Demographics about the composition of the survey population were not obtained in order to preserve anonymity. A total of 160 anecdotes ranging from two to 658 words, were submitted.

A total of 299/360 (83%) respondents reported that they were aware of at least one example of misinterpretation of a genetic testing result during their career. The number of misinterpreted genetic testing cases reported by respondents varied, with the majority having experienced 2–5 cases (55%), 21% experienced 10 or more, 13% experienced 6–10 cases, and 11% experienced just one.

We then asked for information on the role of the healthcare professional involved in the misinterpretation of genetic results.

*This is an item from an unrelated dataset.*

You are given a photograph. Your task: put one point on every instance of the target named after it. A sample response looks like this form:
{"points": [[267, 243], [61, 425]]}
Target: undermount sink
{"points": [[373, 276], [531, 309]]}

Respondents were allowed to select more than one answer to account for the involvement of different types of healthcare professionals for respondents who had experienced multiple examples of result misconception. The breakdown of types of health professionals involved in misinterpretation events is shown in Figure 1.

Types of medical professionals that survey respondents noted were involved in cases of test misinterpretation. Two hundred and twenty reported cases of misinterpretation involved a Specialist Physician, followed by 182 reported cases involved a Primary Care Physician, and 110 with a Nurse or Mid-Level Provider. Medical geneticists and genetic counselors were also implicated with 29 and 25 reported cases of misinterpretation, respectively. Twenty-four cases of misinterpretation by a medical professional not listed above were also reported.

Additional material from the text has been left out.